The adulteries we encounter in Licks of Love do not scandalize precisely because there is nothing to desecrate. When marriage is demystified into a mere human invention, something neither divinely ordained nor naturally required, then sex loses its ardor. Hence the mistake of moralistic readers who are offended by the cold brutality of Updike's language, his clinical descriptions of sexual congress, his analytic comparisons of genitalia. Their offense is misplaced. Gross anatomy and coarse speech are all that remain, once marriage and adultery lose their radical significance. There is no place for fiery passion and tender romance, but only for inconsequential couplings, "a little fun that harms no one else." In Updike's work, marital love is not undone by infidelity; the real threat to eros is thanatos. And now that his protagonists are growing older, they find it ever more difficult to live by sex alone.
"Rabbit Remembered" affectingly registers this threat. Here Updike deftly weaves all of the major characters and most of the major events from the four Rabbit books into a poignant account of what life is like after Angstrom. The man has been dead a decade, and the world he once so vitally occupied is disappearing. Rabbit's aging wife and his 42-year-old son, Nelson, reflect on the import of Angstrom's life. They cannot bring themselves to judge this man who, at terrible cost, made his own happiness take precedence over the claims of both his family and his society.

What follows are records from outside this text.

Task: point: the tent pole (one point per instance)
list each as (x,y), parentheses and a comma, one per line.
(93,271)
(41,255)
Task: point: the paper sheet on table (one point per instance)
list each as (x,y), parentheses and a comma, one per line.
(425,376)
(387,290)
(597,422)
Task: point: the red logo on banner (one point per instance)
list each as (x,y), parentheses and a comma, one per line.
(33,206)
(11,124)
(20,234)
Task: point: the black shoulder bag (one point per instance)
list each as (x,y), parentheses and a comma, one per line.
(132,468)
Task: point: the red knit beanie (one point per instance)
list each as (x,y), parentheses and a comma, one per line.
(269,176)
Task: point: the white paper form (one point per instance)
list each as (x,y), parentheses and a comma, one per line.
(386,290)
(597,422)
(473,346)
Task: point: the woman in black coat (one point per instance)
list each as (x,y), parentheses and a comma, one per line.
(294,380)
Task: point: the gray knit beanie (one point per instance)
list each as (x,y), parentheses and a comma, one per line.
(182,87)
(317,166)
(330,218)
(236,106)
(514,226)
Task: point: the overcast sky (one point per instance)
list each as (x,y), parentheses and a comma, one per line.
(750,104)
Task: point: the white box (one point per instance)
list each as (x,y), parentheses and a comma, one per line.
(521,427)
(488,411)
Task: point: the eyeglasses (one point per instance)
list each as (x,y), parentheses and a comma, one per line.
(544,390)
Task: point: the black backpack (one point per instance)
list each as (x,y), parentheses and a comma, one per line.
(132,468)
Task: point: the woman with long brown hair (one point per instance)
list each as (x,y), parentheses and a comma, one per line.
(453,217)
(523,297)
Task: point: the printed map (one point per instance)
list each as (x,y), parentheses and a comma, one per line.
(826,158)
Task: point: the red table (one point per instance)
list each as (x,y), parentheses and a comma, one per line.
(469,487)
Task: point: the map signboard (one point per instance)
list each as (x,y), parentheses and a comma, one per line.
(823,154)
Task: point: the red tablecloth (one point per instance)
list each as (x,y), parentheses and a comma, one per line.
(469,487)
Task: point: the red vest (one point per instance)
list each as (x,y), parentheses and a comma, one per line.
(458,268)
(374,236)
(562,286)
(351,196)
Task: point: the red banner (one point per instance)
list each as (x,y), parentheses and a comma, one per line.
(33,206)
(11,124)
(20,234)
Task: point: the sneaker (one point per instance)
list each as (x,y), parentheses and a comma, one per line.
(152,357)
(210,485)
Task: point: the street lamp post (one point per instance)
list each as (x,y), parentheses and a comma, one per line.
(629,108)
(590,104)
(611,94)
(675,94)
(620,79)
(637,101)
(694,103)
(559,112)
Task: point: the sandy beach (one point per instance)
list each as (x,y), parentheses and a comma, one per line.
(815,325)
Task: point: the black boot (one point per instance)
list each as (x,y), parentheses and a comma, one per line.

As they concede, he was only following the American dream.
Yet this novella does more than merely reiterate the familiar Updikean gospel of salvation through personal desire. Annabelle Byer, Angstrom's illegitimate daughter, suddenly appears on the scene, interrupting the nostalgia and offering an alternate angle of vision. She is an attractive woman who has never married, having had ample cause for distrusting men. Annabelle is a nurse who now cares for Alzheimer's victims. Though she is unable to blend herself into the Angstrom world as she had hoped to do, she has discovered ties stronger than blood. She finds kinship in her patients, whom she refuses to see as mindless heaps of worthless flesh: "Even at the very end, there's something in there," she explains, "a soul or whatever, you have to love."
Though Nelson is separated from his wife, Pru, he is no longer the wastrel he once was. He cares deeply for his son and daughter. This once-prodigal drug addict who squandered his family's wealth has now become a mental health counselor, trying to help suicidal psychotics and other dysfunctional people. Yet Nelson is no saccharine paragon of virtue. He knows that to commit incest with his half-sister would provide the ultimate frisson, a shivering violation of virtually the only taboo left. Yet he refuses to do it. Nelson glimpses a counter truth to his father's way of life, if only briefly. He sees that the greatest happiness lies not in fulfilling his own desires but in seeking the happiness of others. It's a vision that, though rare in Updike, could help redeem our broken society and restore marriage to its lost sanctity.